NEW ORLEANS (AP) - The family of a man who was shot and his body burned by New Orleans police say the coroner is dragging his feet on their request to classify the death as a homicide.

Henry Glover’s relatives said Saturday that they’re asking state Attorney General Buddy Caldwell to look at Dr. Frank Minyard’s recent actions.

Caldwell’s office did not immediately respond Sunday to a request for comment.

Former officer David Warren has testified that he shot at Glover. Other officers burned a car with Glover’s body in it.

The family hopes that if the death is ruled a homicide, state prosecutors would go after a murder charge against Warren, who was acquitted of federal civil-rights charges.

Minyard said Wednesday that he’s asking Caldwell whether he can consider non-forensic evidence such as trial testimony and photographs.

He told WVUE-TV (https://bit.ly/1jfZucf ) on Saturday that he agrees that the death should be re-classified a homicide.

The problem, he said, is lack of forensic evidence of homicide.
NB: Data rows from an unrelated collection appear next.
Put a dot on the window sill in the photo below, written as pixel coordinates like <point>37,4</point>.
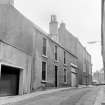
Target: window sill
<point>44,56</point>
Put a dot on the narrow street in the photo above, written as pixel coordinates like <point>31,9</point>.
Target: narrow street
<point>80,96</point>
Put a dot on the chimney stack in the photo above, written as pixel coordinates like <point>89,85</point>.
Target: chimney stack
<point>7,2</point>
<point>53,28</point>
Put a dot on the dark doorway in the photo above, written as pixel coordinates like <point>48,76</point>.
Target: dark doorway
<point>9,81</point>
<point>56,70</point>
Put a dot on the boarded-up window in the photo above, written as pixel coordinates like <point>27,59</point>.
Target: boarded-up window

He agreed to reopen the case after Glover’s family protested at his office.

He emphasized Saturday that he felt bad for the family: “It’s just a horrible situation,” he told The Times-Picayune (https://bit.ly/1bsFj6E ).

Officials from several organizations joined the family at a news conference Saturday.

The Rev. Ernest Johnson, president of the state conference of the National Association for the Advancement of Colored People, said the groups planned to ask Caldwell about the “unlawful killing of Mr. Glover” and the “malfeasance” of the coroner for not having issued a ruling on the death.

“The coroner has a duty and a responsibility in the position that he serves, to go ahead and make a final decision,” Johnson said. “This kicking the can down the street is kicking this family down the street.”

“Malfeasance?” Minyard asked. He said he’s been trying for 40 years as coroner to do the right thing.

“I understand the family has been through a lot. I feel for them. We’ve got to do what’s legal and what’s right,” he said.